The utterly-butterly-fly clasped the Ms
to draw the wildest nectar from her
(still thinking she is a bloom.)

They began a slippery-slurpery love game
yet unknown to the Jurassic world.
A game that would soon see
both alive both dead
both satiated and both crying
yeh web maange more.”

The web was blown to dust
in a gust of volcanic ash so rash
that the remnants of their love/death
were scattered to the four winds
(or, five or six or several).

The glass and steel world has not seen
a normal spider or a butterfly ever since,
not even during commercial breaks.

***

Buddha and Biriyani

When Buddha woke from
his psychotropic trance,
the analyst who had hypnotized him
asked, “How do you feel now Lord?
Are you free from
the clutches of Karma?”

Before replying,
Buddha’s nostrils flared.
He asked “what’s that
heavenly scent assailing
my senses?”
The Psycho sniffed the air
like a police dog and said
“That’s Biriyani, my Lord!”

The famished Lord said,
“Ah!

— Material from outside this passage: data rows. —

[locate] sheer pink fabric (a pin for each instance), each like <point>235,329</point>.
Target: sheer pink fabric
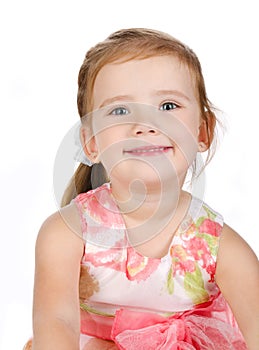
<point>208,327</point>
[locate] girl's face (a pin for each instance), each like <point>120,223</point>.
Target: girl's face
<point>146,120</point>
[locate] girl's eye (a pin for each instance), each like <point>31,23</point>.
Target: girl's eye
<point>119,111</point>
<point>167,106</point>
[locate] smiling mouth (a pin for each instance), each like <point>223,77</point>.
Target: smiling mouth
<point>148,150</point>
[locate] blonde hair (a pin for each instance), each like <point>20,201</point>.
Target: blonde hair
<point>125,45</point>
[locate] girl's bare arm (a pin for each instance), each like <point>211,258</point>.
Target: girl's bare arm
<point>56,317</point>
<point>238,278</point>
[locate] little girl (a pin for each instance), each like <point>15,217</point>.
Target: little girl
<point>132,260</point>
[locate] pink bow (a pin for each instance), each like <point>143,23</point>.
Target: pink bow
<point>189,331</point>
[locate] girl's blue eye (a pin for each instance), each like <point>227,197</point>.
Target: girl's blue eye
<point>119,111</point>
<point>167,106</point>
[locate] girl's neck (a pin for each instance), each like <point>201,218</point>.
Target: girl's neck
<point>147,211</point>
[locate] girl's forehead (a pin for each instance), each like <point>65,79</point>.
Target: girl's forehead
<point>142,76</point>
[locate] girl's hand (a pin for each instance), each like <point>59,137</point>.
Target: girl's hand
<point>100,344</point>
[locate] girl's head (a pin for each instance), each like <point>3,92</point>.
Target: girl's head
<point>136,44</point>
<point>139,43</point>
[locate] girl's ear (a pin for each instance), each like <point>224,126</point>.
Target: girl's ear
<point>89,144</point>
<point>206,131</point>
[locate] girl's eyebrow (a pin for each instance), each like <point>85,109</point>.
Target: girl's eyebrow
<point>130,98</point>
<point>172,92</point>
<point>111,100</point>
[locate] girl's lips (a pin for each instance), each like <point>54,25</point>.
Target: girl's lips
<point>148,150</point>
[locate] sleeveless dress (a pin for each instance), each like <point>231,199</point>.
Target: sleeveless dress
<point>147,303</point>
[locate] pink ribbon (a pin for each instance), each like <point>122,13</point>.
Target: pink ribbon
<point>193,330</point>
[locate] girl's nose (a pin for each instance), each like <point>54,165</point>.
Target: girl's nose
<point>144,129</point>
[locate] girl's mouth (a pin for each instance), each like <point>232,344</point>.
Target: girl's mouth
<point>148,150</point>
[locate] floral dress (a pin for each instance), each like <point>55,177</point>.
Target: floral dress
<point>147,303</point>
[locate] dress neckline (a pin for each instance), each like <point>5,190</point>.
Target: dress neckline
<point>181,228</point>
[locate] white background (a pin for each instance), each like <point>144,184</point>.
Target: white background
<point>43,44</point>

Let me taste some of that
heavenly stuff before exiting
this damn cycle of food and feces”.
In gastronomic fervor,
the Lord transmigrated
on a long foodie trip
to all parts of the globe.

He relished Biriyani with
Saji Kabab in Kabul,
Yak wraps in Lhasa,
Kukul Mas curry in Colombo,
Shabu-shabu in China,
Seollangtang in Korea,
Gyu Kushi in Japan,
Phat kaphrao in Thailand,
Amok trey in Cambodia,
Nwa Mee Hinga in Myanmar.

Satiated and saliva dripping
from his inflamed tongue
he lay down to sleep in a
Sala grove after a meal of pork
offered by a blacksmith.
In delirium, he dreamt of
partaking Daal Bhat Tarkari
In the kitchen of Yasodhara,
then nine months pregnant.
He attained Parinirvana
in his gastroenteric slumber.

Wherever he had eaten,
his faith spread
as he had commanded
his disciples to eat
whatever they got as alms
from the people.


Therefore, Ananda,
in the cycle of life and death,
there is no right food
or wrong food.
The cannibals know it best.

***

The luminous seed

Descended a luminous egg from the skies
glittering with strands of silver
light as a lover’s whisper
glowing with reminiscences
moist with longing.

Tried to touch her
she shied away
tried to hold her
she was slippery
as a soul.

Who are you, bright spore from the stars?

I asked
She retorted (with a touch of resentment)
don’t you recognize me,
you, with the sweet tongue?
I came sailing on a favourable wind
over a vast bloody ocean
and a choppy sea
leaping over an emerald island
sailing sailing sailing
in my urge to see you
I am your souls’s seed
your balmy lover
dying to sprout in you.

With a cry of recognition, I lunged at her
to trap her in my lifeline, but she
slipped out through the fate line.
she was gone in a flash.
I looked for her in vain
but, far away I heard her
laughter growing faint
as she sailed on sailed on
sailed on
away
from
m
e

***

Ra Sh has published three collections of poetry – Architecture of Flesh (Poetrywala), Bullet Train and other loaded poems (Hawakal), and Kintsugi by Hadni (RLFPA). Forthcoming books are The Ichi Tree Monkey and other stories (translation of Tamil Dalit writer Bama’s short stories) (Speaking Tiger) and Blind Men Write (a play) (Rubric). Rash’s English translations include Mother Forest (Women Unlimited) (from Malayalam), Waking is another dream (Navayana) (Srilankan Tamil poems translated with Meena Kandasmy), Don’t want caste (Navayana) (collection of Malayalam short stories by Dalit writers) and Kochiites (Greenex), a book on different communities in Kochi.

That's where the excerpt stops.